We are given: Window size: \(40 \thinspace cm \times 40 \thinspace cm\) Temperature of the blackbody: \(T = 1200 \thinspace K\) Transmissivity of the glass: \(\tau(\lambda) = 0.7\) for \(0 \leq \lambda \leq 3 \thinspace \mu m\), and \(0\) for \(\lambda > 3 \thinspace \mu m\)

We will use Planck's law of blackbody radiation in terms of wavelength. The formula is given by: \(I(\lambda, T) = \frac{2 \pi hc^2}{\lambda^5} \frac{1}{e^{\frac{hc}{\lambda k_B T}} - 1}\) Where: - \(I(\lambda, T)\) is the intensity of radiation per unit wavelength, - \(h\) is the Planck's constant \((6.626 \times 10^{-34} \thinspace Js)\), - \(c\) is the speed of light \((3.0 \times 10^8 \thinspace m/s)\), - \(\lambda\) is the wavelength, - \(k_B\) is the Boltzmann constant \((1.381 \times 10^{-23} \thinspace J/K)\), - \(T\) is the temperature of the blackbody.

The transmitted intensity is given by the product of the intensity of the blackbody and the transmissivity of the glass. \(I_{transmitted}(\lambda) = I(\lambda, T) \times \tau(\lambda)\)

We will integrate the transmitted intensity over the entire wavelength range, and then multiply it with the window area to get the rate of transmitted radiation. \(R_{transmitted} = Area \times \int_{0}^{\infty} I_{transmitted}(\lambda) d\lambda\) Since \(\tau(\lambda)\) is zero for wavelengths greater than \(3 \thinspace \mu m\), we only need to integrate from \(0\) to \(3 \thinspace \mu m\): \(R_{transmitted} = Area \times \int_{0}^{3 \times 10^{-6}} I_{transmitted}(\lambda) d\lambda\) We can use numerical integration (e.g. Simpson's Rule) to compute the integral.

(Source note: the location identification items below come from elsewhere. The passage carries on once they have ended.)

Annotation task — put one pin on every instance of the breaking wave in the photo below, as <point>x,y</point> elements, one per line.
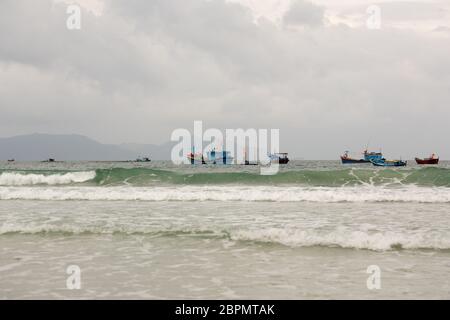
<point>24,179</point>
<point>290,237</point>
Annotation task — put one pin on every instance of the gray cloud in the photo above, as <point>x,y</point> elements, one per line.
<point>144,68</point>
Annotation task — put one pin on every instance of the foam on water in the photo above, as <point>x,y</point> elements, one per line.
<point>287,236</point>
<point>231,193</point>
<point>23,179</point>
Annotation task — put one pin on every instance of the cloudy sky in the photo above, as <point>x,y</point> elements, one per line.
<point>138,69</point>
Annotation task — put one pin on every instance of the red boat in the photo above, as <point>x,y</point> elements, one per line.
<point>431,160</point>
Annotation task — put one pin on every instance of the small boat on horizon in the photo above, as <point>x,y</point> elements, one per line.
<point>219,157</point>
<point>280,158</point>
<point>212,157</point>
<point>368,157</point>
<point>431,160</point>
<point>389,163</point>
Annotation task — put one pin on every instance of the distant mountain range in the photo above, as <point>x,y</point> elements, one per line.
<point>35,147</point>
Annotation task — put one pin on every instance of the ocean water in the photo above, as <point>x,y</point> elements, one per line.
<point>159,231</point>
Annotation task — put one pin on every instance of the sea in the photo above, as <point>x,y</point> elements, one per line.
<point>315,230</point>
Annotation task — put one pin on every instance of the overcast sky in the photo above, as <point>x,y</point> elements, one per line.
<point>138,69</point>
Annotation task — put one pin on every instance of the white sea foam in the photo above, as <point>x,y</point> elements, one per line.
<point>222,193</point>
<point>292,237</point>
<point>22,179</point>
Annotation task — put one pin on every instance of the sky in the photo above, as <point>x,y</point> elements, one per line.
<point>137,70</point>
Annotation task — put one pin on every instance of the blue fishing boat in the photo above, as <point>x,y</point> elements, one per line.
<point>389,163</point>
<point>218,157</point>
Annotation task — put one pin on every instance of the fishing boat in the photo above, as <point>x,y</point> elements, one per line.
<point>389,163</point>
<point>346,159</point>
<point>196,158</point>
<point>431,160</point>
<point>280,158</point>
<point>368,157</point>
<point>218,157</point>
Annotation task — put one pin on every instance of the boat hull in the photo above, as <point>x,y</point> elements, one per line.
<point>427,161</point>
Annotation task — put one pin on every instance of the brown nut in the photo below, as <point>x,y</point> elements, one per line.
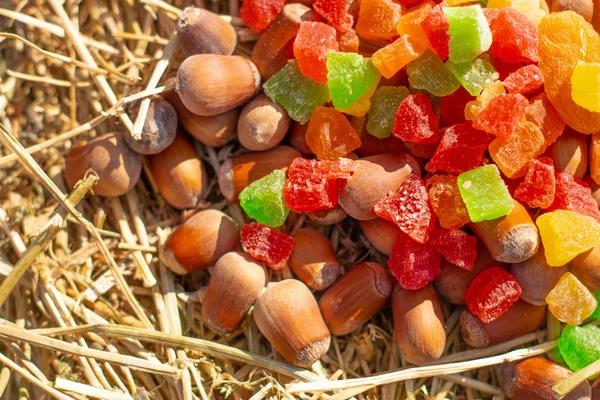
<point>520,319</point>
<point>210,84</point>
<point>275,45</point>
<point>118,167</point>
<point>236,282</point>
<point>179,173</point>
<point>586,267</point>
<point>382,234</point>
<point>356,297</point>
<point>287,314</point>
<point>372,180</point>
<point>533,378</point>
<point>203,32</point>
<point>418,324</point>
<point>199,242</point>
<point>159,130</point>
<point>215,130</point>
<point>238,172</point>
<point>328,217</point>
<point>536,277</point>
<point>570,153</point>
<point>262,124</point>
<point>512,238</point>
<point>452,282</point>
<point>313,259</point>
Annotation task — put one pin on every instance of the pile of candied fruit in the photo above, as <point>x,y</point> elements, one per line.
<point>485,100</point>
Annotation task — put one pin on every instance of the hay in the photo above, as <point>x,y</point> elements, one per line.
<point>96,314</point>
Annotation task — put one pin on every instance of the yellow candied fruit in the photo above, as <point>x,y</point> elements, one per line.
<point>585,88</point>
<point>570,301</point>
<point>533,9</point>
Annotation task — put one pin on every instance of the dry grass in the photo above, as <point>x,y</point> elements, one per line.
<point>94,313</point>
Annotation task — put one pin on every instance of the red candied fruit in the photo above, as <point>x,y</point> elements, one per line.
<point>436,27</point>
<point>575,195</point>
<point>310,49</point>
<point>312,185</point>
<point>415,120</point>
<point>501,116</point>
<point>335,12</point>
<point>409,208</point>
<point>453,106</point>
<point>492,293</point>
<point>458,247</point>
<point>539,186</point>
<point>415,265</point>
<point>524,80</point>
<point>461,149</point>
<point>258,14</point>
<point>266,244</point>
<point>515,36</point>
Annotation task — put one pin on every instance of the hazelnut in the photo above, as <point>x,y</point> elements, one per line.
<point>118,167</point>
<point>199,242</point>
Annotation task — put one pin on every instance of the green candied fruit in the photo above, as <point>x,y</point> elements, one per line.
<point>263,200</point>
<point>484,193</point>
<point>384,103</point>
<point>349,77</point>
<point>429,73</point>
<point>295,92</point>
<point>474,75</point>
<point>579,346</point>
<point>470,34</point>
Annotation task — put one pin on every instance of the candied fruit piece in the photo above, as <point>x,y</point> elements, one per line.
<point>484,193</point>
<point>382,113</point>
<point>541,113</point>
<point>335,12</point>
<point>266,244</point>
<point>565,39</point>
<point>570,301</point>
<point>525,80</point>
<point>579,346</point>
<point>415,121</point>
<point>413,264</point>
<point>515,37</point>
<point>474,75</point>
<point>395,56</point>
<point>539,186</point>
<point>330,135</point>
<point>462,148</point>
<point>458,247</point>
<point>492,293</point>
<point>446,201</point>
<point>349,77</point>
<point>470,34</point>
<point>409,208</point>
<point>436,27</point>
<point>310,49</point>
<point>263,200</point>
<point>566,234</point>
<point>502,114</point>
<point>429,73</point>
<point>258,14</point>
<point>585,85</point>
<point>453,106</point>
<point>377,19</point>
<point>512,154</point>
<point>575,195</point>
<point>295,92</point>
<point>312,185</point>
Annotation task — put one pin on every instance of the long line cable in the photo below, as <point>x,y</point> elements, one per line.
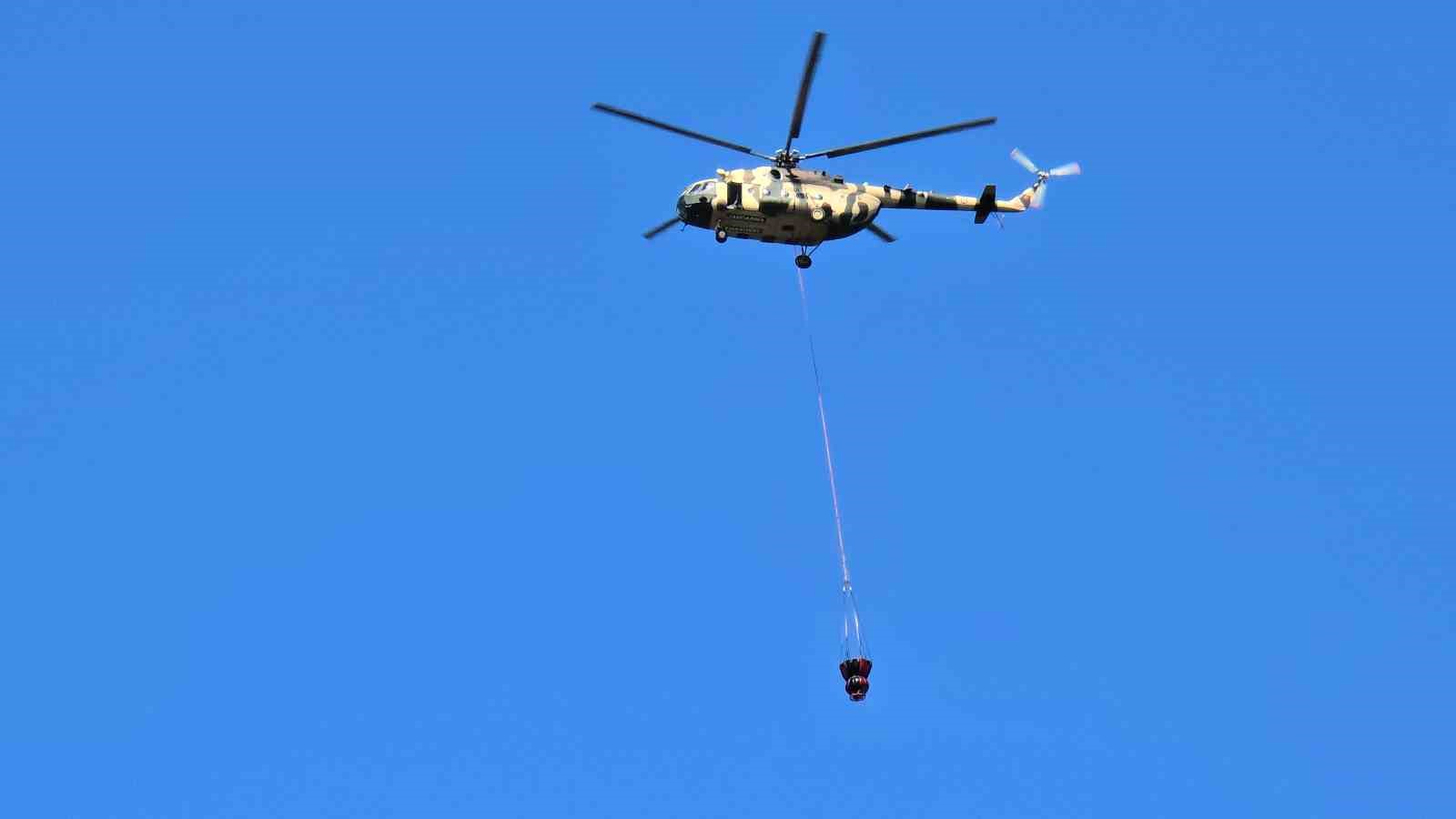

The fraction of transmitted radiation is given by the ratio of transmitted radiation to the total radiation from the blackbody. \(f = \frac{R_{transmitted}}{R_{total}}\) Where the total radiation, \(R_{total}\), can be found using the Stefan-Boltzmann law: \(R_{total} = Area \times \sigma T^4\) Where \(\sigma\) is the Stefan-Boltzmann constant \((5.67 \times 10^{-8} \thinspace W/m^2K^4)\). Thus, the fraction of transmitted radiation \(f\) can be found after computing the values of \(R_{transmitted}\) and \(R_{total}\). In conclusion, we have discussed how to approach the problem of finding the fraction and rate of radiation transmitted through a glass window of a blackbody furnace. The main steps involve understanding the Planck's law of blackbody radiation and applying the transmissivity of the glass to calculate the transmitted radiation. Then, the rate of transmitted radiation can be found by integrating the transmitted intensity over the wavelength range, and the fraction of transmitted radiation can be found by taking the ratio of transmitted and total radiation.